Tuesday, March 11, 2008

Martha, Martha, Martha!

Martha Stewart is the pain in my ass. Or, at least her people are.

I bought her Everyday Food cookbook a few weeks ago. I bought it, not because it was earth shattering, but because the recipes seemed similar enough to stuff that I already make that it would serve as a source of easy meal ideas with flavors that I already love. It certainly has shaped the meals that I have made since I bought it.

My problem, and the reason that Martha is a pain in my ass, is that she makes things too difficult. Sure, the recipe only takes 15 minutes to prepare and 15 more to cook and you are in and out of the kitchen in under 30 minutes flat, but has she ever tried to make the recipes in her book?

I have a particular bone to pick with two recipes (I am writing from Chicago right now and dont actually have the book on hand for the exact recipe names, so you will have to excuse me when I get them a little wrong). The first of these recipes is the Tortilla Pie. Whats not to love?! Tortillas, black beans, corn, green onions, a little cumin, all mixed with melted cheese...lovely! That is, its lovely until you try to serve it. The bottom tortilla get hardened by the heat of the oven and required a Ginsu knife to cut through it. If you do manage that endeavor allthewhile maintaining the pie shape of your tortilla tower, you then have to figure out how to eat your "slice." Out comes the Ginsu again... I guess that the effort of eating it wouldnt have been that big of a deal if it was tastier. In the end, the dish wasnt seasoned enough for me and lacked pizazz. If the only umph to your dish comes from stacking a bunch of tortillas together, you need to make another dish.


The second recipe I had difficulties with were the Black Bean and Sweet Potato Cakes. Unlike the previous dish, they tasted pretty good, so I may try to alter the recipe to "make it work." Basically you combine shredded sweet potato with the mashed beans, add spices, and include an egg to make it all bind together.
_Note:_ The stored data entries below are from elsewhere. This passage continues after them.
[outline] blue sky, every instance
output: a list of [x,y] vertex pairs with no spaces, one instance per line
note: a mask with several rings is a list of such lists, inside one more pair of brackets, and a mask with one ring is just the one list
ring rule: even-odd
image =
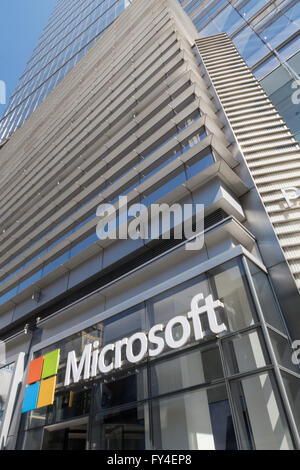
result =
[[[6,101],[24,72],[57,0],[1,0],[0,80],[6,84]],[[0,117],[6,105],[0,104]]]

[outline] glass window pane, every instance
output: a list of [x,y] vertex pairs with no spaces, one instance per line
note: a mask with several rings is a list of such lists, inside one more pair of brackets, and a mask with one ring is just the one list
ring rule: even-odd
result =
[[292,362],[293,349],[288,340],[272,330],[269,330],[269,335],[278,364],[299,374],[299,367]]
[[[288,44],[282,47],[279,51],[280,58],[282,60],[286,60],[287,58],[291,57],[293,54],[296,54],[300,49],[300,36],[292,39]],[[300,54],[299,54],[300,55]],[[299,63],[299,57],[298,57]]]
[[[286,417],[279,400],[274,378],[263,373],[232,383],[232,393],[241,423],[244,427],[244,448],[255,450],[293,449]],[[253,444],[249,443],[249,430]],[[248,444],[247,444],[248,443]]]
[[148,405],[93,417],[92,449],[149,449],[149,436]]
[[17,449],[40,450],[42,445],[43,428],[32,429],[21,433]]
[[263,311],[265,321],[277,330],[286,334],[286,329],[283,324],[277,303],[275,302],[268,276],[257,266],[255,266],[255,264],[251,263],[250,261],[247,261],[247,263],[252,275],[256,294]]
[[192,298],[201,293],[204,296],[209,295],[209,285],[205,276],[192,279],[149,301],[147,308],[149,327],[158,323],[165,324],[177,315],[186,315],[190,311]]
[[224,376],[219,348],[197,349],[151,367],[152,395],[179,391]]
[[242,2],[243,6],[239,8],[243,17],[249,20],[256,12],[258,12],[264,5],[266,5],[267,0],[250,0],[250,2]]
[[249,26],[235,36],[233,42],[249,67],[252,67],[270,52]]
[[237,449],[225,386],[155,400],[152,415],[155,449]]
[[234,261],[211,271],[215,296],[224,304],[224,318],[229,331],[237,331],[257,321],[245,273]]
[[223,346],[229,374],[255,370],[269,363],[259,330],[224,339]]
[[147,396],[147,373],[142,368],[134,374],[105,380],[94,387],[94,401],[99,410],[141,401]]
[[91,390],[84,387],[80,390],[66,390],[57,393],[54,405],[49,407],[48,424],[58,423],[89,413]]
[[22,413],[21,429],[35,429],[46,424],[47,407],[38,408],[30,413]]
[[270,26],[261,32],[263,39],[267,41],[272,48],[277,47],[299,29],[299,27],[294,22],[291,22],[286,15],[287,14],[281,16],[276,21],[273,21]]
[[277,57],[272,56],[272,57],[270,57],[270,59],[267,59],[259,67],[257,67],[253,71],[253,73],[254,73],[255,77],[258,80],[260,80],[261,78],[265,77],[270,72],[272,72],[278,65],[280,65],[279,60],[277,59]]
[[198,29],[203,23],[205,23],[211,16],[216,13],[223,5],[226,0],[210,1],[204,5],[200,12],[193,18],[196,28]]
[[292,412],[300,433],[300,377],[281,372],[286,393],[292,408]]
[[244,20],[231,5],[228,5],[214,18],[213,23],[220,33],[226,32],[230,35],[242,26]]

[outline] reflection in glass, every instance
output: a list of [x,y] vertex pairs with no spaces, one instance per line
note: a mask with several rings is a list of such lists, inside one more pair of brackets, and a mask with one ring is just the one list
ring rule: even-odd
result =
[[259,330],[239,334],[223,341],[229,374],[238,374],[264,367],[269,362]]
[[259,36],[249,26],[242,29],[233,38],[233,42],[249,67],[255,65],[270,52]]
[[[205,28],[201,30],[201,36],[210,34],[218,34],[226,32],[228,35],[232,34],[244,23],[243,18],[231,6],[227,5]],[[212,29],[214,27],[214,30]]]
[[298,432],[300,433],[300,375],[296,377],[283,371],[281,372],[281,375],[295,422],[298,427]]
[[149,442],[147,405],[95,416],[92,449],[139,451],[149,449]]
[[[19,436],[17,449],[19,450],[40,450],[42,445],[43,428],[31,429]],[[22,444],[21,444],[22,442]]]
[[177,315],[187,314],[190,311],[192,298],[201,293],[204,296],[209,295],[209,285],[205,276],[192,279],[149,301],[147,308],[149,327],[158,323],[166,324]]
[[224,304],[224,318],[229,331],[237,331],[256,322],[252,298],[243,269],[230,262],[211,272],[216,297]]
[[141,401],[147,395],[146,370],[140,368],[135,374],[95,384],[94,407],[97,410],[112,408]]
[[14,370],[14,363],[0,368],[0,427]]
[[156,400],[152,414],[155,449],[237,449],[225,386]]
[[151,367],[152,395],[179,391],[222,377],[218,347],[214,345],[204,350],[197,349]]
[[293,449],[277,387],[271,374],[265,372],[234,382],[232,393],[241,429],[241,423],[244,423],[243,448],[249,448],[250,429],[253,448],[256,450]]
[[91,390],[85,390],[85,387],[57,393],[54,405],[49,407],[48,424],[86,415],[90,411],[90,404]]
[[[273,21],[271,25],[261,31],[262,37],[272,48],[277,47],[299,30],[296,21],[300,18],[300,4],[298,3],[296,9],[293,7],[284,15],[281,11],[281,15],[282,16]],[[261,29],[259,24],[257,28],[258,30]]]
[[265,321],[277,328],[277,330],[286,333],[283,320],[275,302],[274,294],[270,286],[267,275],[261,271],[255,264],[247,261],[252,279],[255,285],[256,294],[263,311]]
[[292,362],[293,349],[287,338],[275,333],[271,329],[269,329],[269,335],[278,364],[299,374],[299,366]]

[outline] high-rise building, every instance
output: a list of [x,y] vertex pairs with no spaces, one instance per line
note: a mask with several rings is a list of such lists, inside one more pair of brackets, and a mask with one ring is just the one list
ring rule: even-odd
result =
[[[300,141],[299,0],[180,0],[200,37],[227,33]],[[293,88],[294,85],[294,88]],[[299,96],[299,93],[298,93]]]
[[299,449],[300,147],[226,10],[279,2],[127,3],[0,148],[0,447]]
[[129,4],[129,0],[57,1],[1,118],[0,142],[23,124]]

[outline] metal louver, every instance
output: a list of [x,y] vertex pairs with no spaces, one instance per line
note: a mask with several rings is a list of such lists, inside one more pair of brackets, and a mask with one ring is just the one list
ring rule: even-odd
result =
[[248,168],[300,289],[300,146],[226,33],[196,40]]

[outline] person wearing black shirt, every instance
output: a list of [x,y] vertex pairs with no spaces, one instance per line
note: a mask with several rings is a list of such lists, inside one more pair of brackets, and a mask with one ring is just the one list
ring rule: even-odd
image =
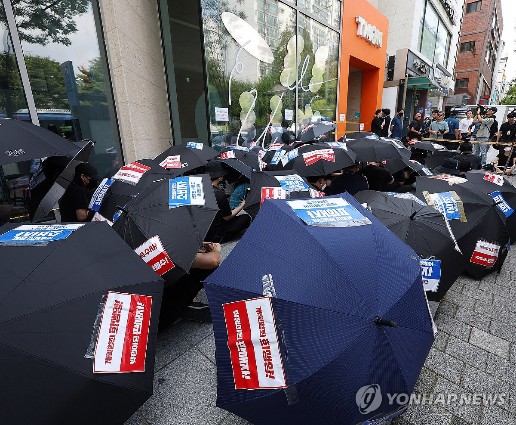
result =
[[383,118],[382,118],[382,110],[377,109],[374,113],[373,121],[371,122],[371,133],[375,133],[378,136],[382,135],[382,126],[383,126]]
[[497,173],[510,176],[513,171],[516,171],[516,151],[511,146],[506,146],[494,159],[494,167]]
[[383,126],[381,131],[382,137],[389,137],[389,128],[391,127],[391,110],[386,108],[382,109],[383,115]]
[[369,189],[377,191],[391,191],[396,185],[392,174],[389,170],[380,166],[378,162],[368,162],[362,169],[362,175],[367,178]]
[[410,140],[421,140],[421,114],[418,112],[414,115],[414,120],[409,124],[407,138]]
[[453,156],[452,159],[469,163],[470,170],[480,170],[482,168],[482,160],[478,155],[473,155],[473,145],[470,142],[462,142],[459,151],[460,154]]
[[[514,143],[516,142],[516,113],[507,114],[507,121],[500,126],[500,131],[496,135],[496,143]],[[498,145],[498,153],[503,153],[505,146]]]
[[97,169],[82,162],[75,167],[73,182],[59,200],[62,222],[91,221],[88,209],[93,192],[98,186]]
[[237,215],[243,210],[245,199],[238,207],[231,210],[225,192],[219,189],[218,186],[224,181],[224,177],[228,173],[222,166],[222,163],[212,160],[207,164],[206,168],[211,178],[211,184],[219,211],[213,219],[210,230],[208,230],[208,234],[204,239],[208,242],[228,242],[249,227],[251,217],[248,214]]
[[333,178],[331,185],[327,187],[326,193],[328,195],[338,195],[339,193],[348,192],[350,195],[355,195],[361,190],[369,189],[367,179],[358,174],[358,164],[351,165],[344,168],[342,174]]

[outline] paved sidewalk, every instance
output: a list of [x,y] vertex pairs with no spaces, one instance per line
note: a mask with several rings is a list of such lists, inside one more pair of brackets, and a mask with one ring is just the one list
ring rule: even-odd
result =
[[[224,246],[225,255],[233,246]],[[436,324],[439,333],[416,392],[437,402],[413,405],[393,424],[516,424],[516,248],[500,274],[479,282],[461,277],[439,304]],[[465,405],[438,397],[477,393],[505,394],[504,402]],[[211,324],[177,322],[158,337],[154,395],[126,425],[247,423],[215,401]]]

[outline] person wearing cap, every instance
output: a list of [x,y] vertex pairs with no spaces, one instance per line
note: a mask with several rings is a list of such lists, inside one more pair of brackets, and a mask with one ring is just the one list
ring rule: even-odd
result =
[[462,140],[466,141],[471,135],[471,125],[473,124],[473,111],[466,112],[466,117],[459,122],[459,132]]
[[516,151],[512,150],[510,146],[506,146],[503,151],[496,156],[493,165],[497,173],[510,176],[513,171],[516,171]]
[[251,217],[248,214],[238,215],[244,209],[245,199],[232,210],[226,193],[219,188],[228,173],[222,163],[216,160],[208,162],[206,172],[210,175],[219,211],[204,239],[209,242],[228,242],[249,227]]
[[[500,131],[496,134],[496,143],[511,143],[516,142],[516,112],[507,114],[507,121],[502,123]],[[494,146],[498,148],[498,153],[503,153],[504,145]]]
[[471,166],[469,162],[464,162],[453,158],[446,158],[444,162],[433,169],[434,174],[450,174],[452,176],[466,175],[466,171],[470,171]]
[[487,144],[483,142],[487,142],[491,137],[491,127],[495,123],[494,114],[497,110],[497,108],[492,106],[487,108],[485,116],[482,116],[479,108],[477,115],[473,119],[473,123],[480,123],[476,134],[477,143],[473,147],[473,154],[480,156],[482,166],[486,165],[487,161]]
[[75,167],[73,182],[59,200],[62,222],[90,221],[92,215],[88,206],[98,186],[97,169],[87,162]]

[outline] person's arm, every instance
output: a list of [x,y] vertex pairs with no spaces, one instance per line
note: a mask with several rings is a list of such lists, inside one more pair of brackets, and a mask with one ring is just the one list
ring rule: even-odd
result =
[[231,220],[233,217],[235,217],[240,211],[242,211],[244,209],[244,206],[245,206],[245,199],[240,202],[240,205],[238,207],[236,207],[235,209],[231,210],[231,214],[230,215],[226,215],[224,217],[222,217],[224,220],[226,221],[229,221]]
[[460,130],[459,130],[459,128],[455,129],[455,140],[460,140]]
[[77,221],[87,221],[89,212],[90,212],[90,210],[87,208],[86,209],[81,208],[81,209],[75,210],[75,216],[77,217]]
[[199,251],[193,260],[192,269],[212,270],[220,266],[222,260],[219,243],[204,242]]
That should work, right? Wrong. The directions call for making good sized bean and potato balls and flattening them before you stick them under the broiler. After, say...5 minutes you are directed to flip them over. At this point the egg fails you and you are left with bits of bean and sweet potato charring under the broiler and one lone "cake" has remained intact. Sigh. As you can see in the photos, for all the trouble they caused, they dont even turn out pretty.
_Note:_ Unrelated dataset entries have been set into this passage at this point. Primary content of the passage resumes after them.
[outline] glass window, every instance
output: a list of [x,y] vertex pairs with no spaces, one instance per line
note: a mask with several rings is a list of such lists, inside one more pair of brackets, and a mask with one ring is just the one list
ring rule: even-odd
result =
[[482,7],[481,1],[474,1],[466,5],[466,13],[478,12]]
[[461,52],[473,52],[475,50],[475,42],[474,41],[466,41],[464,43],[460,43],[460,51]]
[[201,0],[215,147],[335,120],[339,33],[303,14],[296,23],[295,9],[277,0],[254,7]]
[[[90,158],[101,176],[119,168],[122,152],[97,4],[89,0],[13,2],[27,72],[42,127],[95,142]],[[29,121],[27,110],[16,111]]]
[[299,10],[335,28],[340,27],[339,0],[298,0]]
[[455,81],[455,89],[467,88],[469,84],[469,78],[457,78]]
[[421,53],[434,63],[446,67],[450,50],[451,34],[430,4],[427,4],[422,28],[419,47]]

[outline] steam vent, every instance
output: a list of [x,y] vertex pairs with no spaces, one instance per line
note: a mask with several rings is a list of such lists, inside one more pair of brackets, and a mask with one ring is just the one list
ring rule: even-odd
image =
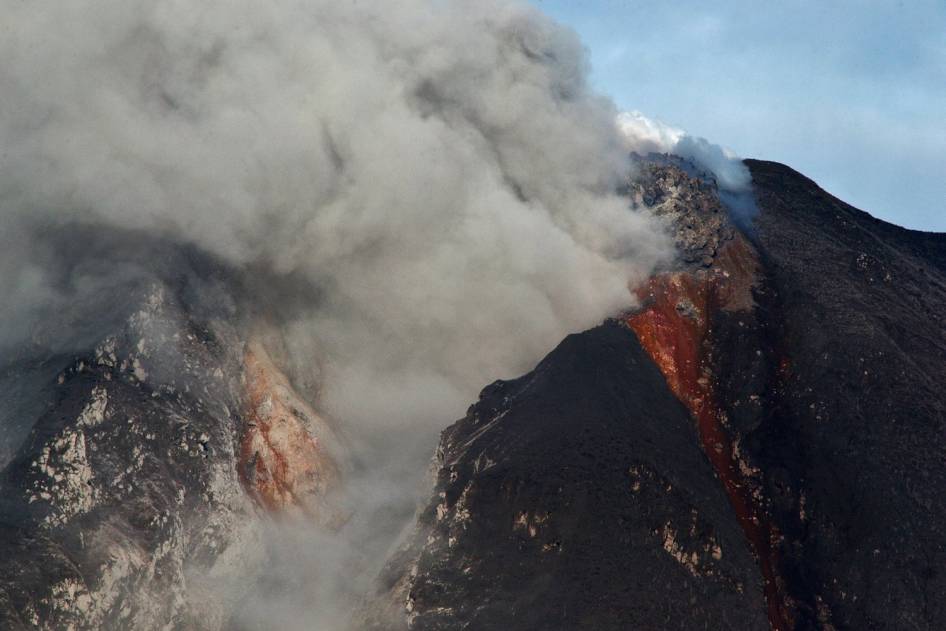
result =
[[[125,235],[112,256],[152,280],[85,350],[0,373],[29,419],[5,438],[0,628],[321,629],[295,613],[316,597],[344,604],[327,631],[946,628],[946,236],[753,160],[734,221],[712,175],[637,162],[629,212],[676,259],[483,389],[416,514],[346,503],[394,491],[292,377],[276,280]],[[400,535],[373,543],[378,521]]]

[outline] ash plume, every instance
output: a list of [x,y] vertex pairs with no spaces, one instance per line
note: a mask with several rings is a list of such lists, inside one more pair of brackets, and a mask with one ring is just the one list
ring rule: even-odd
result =
[[[258,299],[294,305],[289,363],[366,463],[362,515],[408,503],[436,430],[480,387],[631,306],[673,254],[615,192],[649,146],[589,88],[575,35],[523,4],[0,7],[15,25],[0,38],[0,346],[42,330],[78,348],[150,273],[147,252],[129,265],[99,245],[65,291],[70,261],[41,243],[74,225],[196,248],[248,286],[300,279]],[[78,304],[83,321],[41,326]]]
[[306,276],[295,328],[342,416],[384,422],[369,384],[449,414],[668,253],[613,192],[626,147],[580,43],[520,4],[3,4],[4,232],[68,218]]

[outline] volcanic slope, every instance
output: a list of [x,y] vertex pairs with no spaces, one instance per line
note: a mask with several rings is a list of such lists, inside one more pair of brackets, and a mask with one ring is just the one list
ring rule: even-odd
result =
[[487,387],[368,616],[412,629],[946,625],[946,236],[747,161],[641,161],[681,256]]

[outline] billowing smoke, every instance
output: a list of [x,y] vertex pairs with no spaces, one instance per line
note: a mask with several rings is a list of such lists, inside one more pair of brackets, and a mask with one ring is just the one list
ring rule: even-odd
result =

Martha, why do you do this to me?

2 comments:

Beverly said...

I'm sorry! I hate it when cookbooks have recipes that don't turn out as promised, or that aren't realistic. That is why I love my Best Recipes cookbook ... everything (almost) always turns out the way they promise!

Oh I notice that one of the latest Tastespotting pics is of tea eggs! Mmmm, tea eggs!

Mary Christmas said...

I think these days that so many people buy cookbooks just to look at the pictures and publishers know that.So some of the recipes are not tested really.Just my guess.